Assessment design and development should embrace a third insight: intentionally adjusting surface conditions (e.g., task delivery) in evidence-based ways for different learners can provide equivalent evidence. To illustrate why this principled variation can be essential, consider a modern educational computer simulation designed to assess physics, such as Newton’s Playground. For a tech-savvy student, this digital environment offers an engaging medium to demonstrate mastery of Newtonian mechanics. But imagine if Isaac Newton himself were subjected to this assessment, he would almost certainly fail. Despite having authored the theorems, Newton lacks the “Additional KSAs” (Knowledge, Skills, and Abilities) required to operate a computer. His physics genius (the Signal) would be obscured by the format (the Noise), yielding a false negative. By providing principled alternatives for how a student accesses and interacts with a task, we ensure that we are measuring their underlying brilliance, rather than their fluency with our chosen delivery mechanism.
The AI Fork in the Road
For decades, construct-irrelevant “noise” was a tragic flaw hidden in Scantron bubbles. Today, AI gives us unprecedented computational power to break the mold.
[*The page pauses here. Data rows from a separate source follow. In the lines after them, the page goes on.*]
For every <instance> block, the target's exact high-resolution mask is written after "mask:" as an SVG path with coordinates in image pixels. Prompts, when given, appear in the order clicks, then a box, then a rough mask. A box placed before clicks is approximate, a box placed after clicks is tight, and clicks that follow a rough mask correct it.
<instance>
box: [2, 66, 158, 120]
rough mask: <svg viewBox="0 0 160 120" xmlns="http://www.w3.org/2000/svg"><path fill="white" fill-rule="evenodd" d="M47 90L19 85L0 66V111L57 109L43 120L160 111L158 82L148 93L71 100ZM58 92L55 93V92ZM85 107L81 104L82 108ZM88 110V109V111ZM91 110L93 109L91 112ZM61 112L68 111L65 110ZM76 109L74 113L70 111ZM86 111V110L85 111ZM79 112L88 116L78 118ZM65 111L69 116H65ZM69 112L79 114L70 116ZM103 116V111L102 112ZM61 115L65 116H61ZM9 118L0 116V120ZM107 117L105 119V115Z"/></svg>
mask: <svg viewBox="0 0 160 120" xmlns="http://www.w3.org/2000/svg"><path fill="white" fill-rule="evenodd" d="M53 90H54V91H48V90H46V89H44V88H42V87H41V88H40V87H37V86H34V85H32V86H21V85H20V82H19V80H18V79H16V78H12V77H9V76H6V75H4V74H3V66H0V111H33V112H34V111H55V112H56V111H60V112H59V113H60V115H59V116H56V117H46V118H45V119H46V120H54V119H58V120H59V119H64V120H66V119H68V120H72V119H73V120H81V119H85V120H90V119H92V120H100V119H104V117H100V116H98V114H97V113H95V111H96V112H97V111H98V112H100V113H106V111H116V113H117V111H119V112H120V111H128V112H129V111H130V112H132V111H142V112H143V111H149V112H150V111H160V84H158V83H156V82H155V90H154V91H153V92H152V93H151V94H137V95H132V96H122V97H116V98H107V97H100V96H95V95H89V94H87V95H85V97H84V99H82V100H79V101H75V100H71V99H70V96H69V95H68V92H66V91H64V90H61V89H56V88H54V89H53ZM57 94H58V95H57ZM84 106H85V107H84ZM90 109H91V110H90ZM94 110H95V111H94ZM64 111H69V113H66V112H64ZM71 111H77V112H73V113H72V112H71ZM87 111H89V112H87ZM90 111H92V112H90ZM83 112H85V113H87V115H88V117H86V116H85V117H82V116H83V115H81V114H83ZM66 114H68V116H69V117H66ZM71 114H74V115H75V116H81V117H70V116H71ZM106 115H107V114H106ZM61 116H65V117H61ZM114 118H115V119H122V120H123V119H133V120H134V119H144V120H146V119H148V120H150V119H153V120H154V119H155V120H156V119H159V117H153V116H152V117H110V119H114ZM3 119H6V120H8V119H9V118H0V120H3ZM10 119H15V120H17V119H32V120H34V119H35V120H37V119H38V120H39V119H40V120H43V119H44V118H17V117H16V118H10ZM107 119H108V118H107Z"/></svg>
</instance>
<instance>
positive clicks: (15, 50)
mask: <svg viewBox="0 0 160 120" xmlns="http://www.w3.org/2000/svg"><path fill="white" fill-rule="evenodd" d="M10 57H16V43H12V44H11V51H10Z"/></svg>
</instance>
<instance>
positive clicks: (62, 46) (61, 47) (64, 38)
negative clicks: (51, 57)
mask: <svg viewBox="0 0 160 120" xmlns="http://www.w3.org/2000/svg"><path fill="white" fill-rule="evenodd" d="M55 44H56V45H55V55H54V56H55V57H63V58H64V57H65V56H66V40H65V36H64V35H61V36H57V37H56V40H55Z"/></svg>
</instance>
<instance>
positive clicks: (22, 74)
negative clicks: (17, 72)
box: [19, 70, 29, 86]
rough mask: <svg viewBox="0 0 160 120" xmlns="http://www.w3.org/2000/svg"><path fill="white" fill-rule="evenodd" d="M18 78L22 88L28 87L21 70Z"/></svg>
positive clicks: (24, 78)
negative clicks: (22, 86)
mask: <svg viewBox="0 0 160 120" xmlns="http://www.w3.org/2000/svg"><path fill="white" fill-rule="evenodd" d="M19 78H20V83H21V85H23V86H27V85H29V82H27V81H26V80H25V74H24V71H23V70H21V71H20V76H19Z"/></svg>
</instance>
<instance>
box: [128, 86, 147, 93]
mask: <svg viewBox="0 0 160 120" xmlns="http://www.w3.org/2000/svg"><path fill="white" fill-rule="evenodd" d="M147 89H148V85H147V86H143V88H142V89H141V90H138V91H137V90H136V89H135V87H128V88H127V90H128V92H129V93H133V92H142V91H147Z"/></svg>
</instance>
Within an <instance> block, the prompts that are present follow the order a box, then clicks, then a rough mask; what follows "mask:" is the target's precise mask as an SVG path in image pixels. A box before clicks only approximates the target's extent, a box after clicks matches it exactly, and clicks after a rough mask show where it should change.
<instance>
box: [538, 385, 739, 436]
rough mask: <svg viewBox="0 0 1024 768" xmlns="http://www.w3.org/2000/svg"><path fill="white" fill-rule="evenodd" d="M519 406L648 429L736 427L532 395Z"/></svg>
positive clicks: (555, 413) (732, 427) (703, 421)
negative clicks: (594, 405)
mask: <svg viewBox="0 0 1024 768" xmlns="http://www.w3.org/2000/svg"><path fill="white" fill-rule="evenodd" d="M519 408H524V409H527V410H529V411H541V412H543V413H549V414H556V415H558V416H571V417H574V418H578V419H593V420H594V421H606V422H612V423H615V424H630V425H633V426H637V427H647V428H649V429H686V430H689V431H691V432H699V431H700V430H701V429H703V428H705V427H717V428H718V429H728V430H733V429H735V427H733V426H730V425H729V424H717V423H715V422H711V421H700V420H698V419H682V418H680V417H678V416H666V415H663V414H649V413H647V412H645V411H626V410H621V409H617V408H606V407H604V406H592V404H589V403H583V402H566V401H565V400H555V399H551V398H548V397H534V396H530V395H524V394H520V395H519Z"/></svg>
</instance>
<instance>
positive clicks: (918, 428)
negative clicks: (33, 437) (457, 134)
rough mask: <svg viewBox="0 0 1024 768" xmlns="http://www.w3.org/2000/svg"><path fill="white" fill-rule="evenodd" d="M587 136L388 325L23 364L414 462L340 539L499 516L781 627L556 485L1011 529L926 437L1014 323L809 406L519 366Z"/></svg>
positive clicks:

Because AI can dynamically adjust a task’s delivery in real-time (e.g., simplifying syntax or offering on-demand audio scaffolding), we have the scalable tool needed to personalize assessment and eliminate construct irrelevance once and for all.
But AI is, at its core, an inference engine. It will simply turbocharge whatever inferences we ask it to make. We are at a critical fork in the road, facing two divergent futures.
Path B is the Scaling of Harm
If we blindly feed broken testing approaches into algorithms, AI will automate subpar measurement. It will power “pathological inferences,” sorting neurodivergent learners into failure faster than ever and cementing incomplete narratives with algorithmic authority.
Path A is Meeting the Promise
If we tune AI to strip away the noise and isolate the signal, learners, educators, and families receive the individualized feedback required to pursue continuous improvement and human thriving.
If a test requires overcoming a barrier unrelated to the subject, it is a poorly designed test. By changing our psychometric blueprints, we can shift from a deficit mindset that pathologizes learners to a design orientation that empowers them. We must stop asking, “What is wrong with this student?” and start demanding, “What about this assessment must be improved?”
Mislevy, R. J., Haertel, G., Cheng, B. H., Rutstein, D., Vendlinski, T., Murray, E., Rose, D., Gravel, J., & Mitman Colker, A. (2013). Conditional inferences related to focal and additional knowledge, skills, and abilities (Assessment for Students with Disabilities Technical Report 5). SRI International.